Thursday, November 15, 2007

A Question of Political Philosophy

Last night, in Phil of Bio, I made the comment that Nazism is a form of Marxism (most obviously so in that 'Nazism' is an abbreviation of National Socialism, more correctly Nationalsozialismus). It could have been my imagination run amok or it could have in fact happened that when I did so, I heard sneers and gasps of disbelief.

My question is this. If Nazism is not in fact a form of Marxism, (or outgrowth, or direct product, or interpretation), then what is it?

It seems to me that once we make the claim that all property is to be distributed (evenly, or not) by some entity (governmental in the case of fascist Germany), it's only what most people colloquially call a 'semantical game' that we distinguish one form of distribution from another, i.e. 'Fascism' from 'Communism' from 'Socialism', etc.

Hitler and the crew chose to rob from a particular racial or ethnic group. How does that really distinguish them, in any meaningful sense, from Stalin, Chairman Mao, Trotsky, Lenin, or any of their more contemporary heirs (e.g. GW Bush, Gordon Brown, Vladimir Putin).

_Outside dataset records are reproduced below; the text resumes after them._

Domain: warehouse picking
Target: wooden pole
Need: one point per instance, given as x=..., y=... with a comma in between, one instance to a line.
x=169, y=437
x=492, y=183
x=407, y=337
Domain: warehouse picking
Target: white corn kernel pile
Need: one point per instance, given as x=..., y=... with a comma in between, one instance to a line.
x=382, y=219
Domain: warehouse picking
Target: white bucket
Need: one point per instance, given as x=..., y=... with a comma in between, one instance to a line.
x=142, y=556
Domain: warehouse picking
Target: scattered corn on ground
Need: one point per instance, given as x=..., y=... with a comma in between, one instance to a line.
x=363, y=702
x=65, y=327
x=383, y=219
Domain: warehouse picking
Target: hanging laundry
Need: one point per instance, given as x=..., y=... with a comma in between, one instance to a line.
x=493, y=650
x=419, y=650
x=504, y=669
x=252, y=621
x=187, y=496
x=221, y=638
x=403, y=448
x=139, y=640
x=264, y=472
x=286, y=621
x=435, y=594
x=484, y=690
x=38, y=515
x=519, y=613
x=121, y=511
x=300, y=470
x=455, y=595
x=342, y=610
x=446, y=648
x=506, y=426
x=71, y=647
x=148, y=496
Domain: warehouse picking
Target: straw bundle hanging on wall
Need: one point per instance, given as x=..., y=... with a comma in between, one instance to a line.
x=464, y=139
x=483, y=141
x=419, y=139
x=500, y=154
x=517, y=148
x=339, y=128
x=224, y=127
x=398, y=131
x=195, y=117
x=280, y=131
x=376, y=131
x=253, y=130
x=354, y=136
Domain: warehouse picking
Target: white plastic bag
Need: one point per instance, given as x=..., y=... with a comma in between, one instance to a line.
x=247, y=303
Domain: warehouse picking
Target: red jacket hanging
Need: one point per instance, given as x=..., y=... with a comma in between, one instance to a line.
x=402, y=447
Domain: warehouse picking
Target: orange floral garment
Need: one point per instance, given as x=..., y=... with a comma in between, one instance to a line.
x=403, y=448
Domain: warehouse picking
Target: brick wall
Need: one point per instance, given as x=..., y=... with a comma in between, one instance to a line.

Maybe not a burning question in 21st century analytic philosophy, but a question nonetheless.

Smooches

1 comment:

Shawn Klein said...

Not sure why this was being discussed in Philosophy of Biology of all places, but anyway...Nazism is certainly a form of collectivism. Drawing distinctions between fascism, socialism, and communism is just a matter of how the society is collectivized. In so far as Marxism is also a form of collectivism, than Nazism and Marxism are related, if not similar. The Nazi replace class with race, the proletariat with the Volk. However, Marxism does have some distinctive elements to it: dialectical materialism; a particular (and grossly incorrect) view about history, human nature, social organization. I'm not sure that those are parts of Nazism.

In the end, they were all a bunch of murderous thugs, so these are just academic differences.